DO YOU REMEMBER VANILLA ICE? I do! He was my hero when I was in grade six. I wanted to be him. I knew every word to all his songs. I bought one of those massive bottles of Dep Gel at the corner store and styled my hair like his. He was the coolest of cool. He was Vanilla Ice.
I had no idea Vanilla Ice STILL existed. I thought he disappeared into that weird dimension of crazy 90s trends like hot loops and Saved by the Bell. But no, no, he’s back and he’s talking about adult dating stuff. He’s talking about….wait for it….sex with Madonna.
Hold up, hold up, Madonna and Vanilla Ice?! Together?! Even Madonna thought he was cool?! Jesus. My mind is going to explode with happy 90s memories happiness.
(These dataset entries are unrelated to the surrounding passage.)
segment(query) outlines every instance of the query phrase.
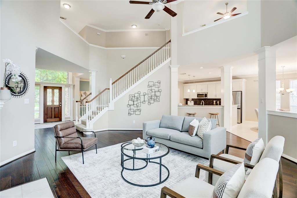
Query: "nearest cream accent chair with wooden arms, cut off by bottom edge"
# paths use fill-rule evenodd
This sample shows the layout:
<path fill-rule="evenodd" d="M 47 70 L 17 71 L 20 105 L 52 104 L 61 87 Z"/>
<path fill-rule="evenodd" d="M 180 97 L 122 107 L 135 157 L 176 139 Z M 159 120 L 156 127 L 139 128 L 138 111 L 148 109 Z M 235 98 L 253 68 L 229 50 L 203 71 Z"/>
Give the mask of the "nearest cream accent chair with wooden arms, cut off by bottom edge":
<path fill-rule="evenodd" d="M 249 177 L 242 186 L 238 198 L 257 197 L 271 198 L 274 193 L 274 182 L 277 177 L 278 162 L 271 158 L 264 158 L 256 164 Z M 195 177 L 189 177 L 173 188 L 163 187 L 161 198 L 194 198 L 212 197 L 214 186 L 199 179 L 200 169 L 221 176 L 223 172 L 198 164 Z"/>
Here’s what Mr. Ice, Ice Baby had to say about the queen of pop:
“She was older than me and a great lover,” he starts,” But I broke up with her after she printed that book because I was hurt to be an unwitting part of this slutty package. It was disgusting and cheap. We were in a relationship yet it looked like she was screwing all these other people.”
HA HA HA. Slow laugh. As if, you, Mr Ice – real name Robert Van Winkle – as if YOU broke it off with Madonna. AS. IF. Do you think any of us are believing this? And really, THAT was your reason for dumping her? Because she published a revolutionary, sexy-as-hell coffee table book with a bunch of photos of her mauling other dudes?! You are such a loser, man. Also: News Flash: she probably was fucking a whole bunch of other men and women. I don’t think you and your square face and your yellow hair could keep that lady happy all by your lonesome.
Sigh. Another 90s hero loses his status in my mental books. Single tear.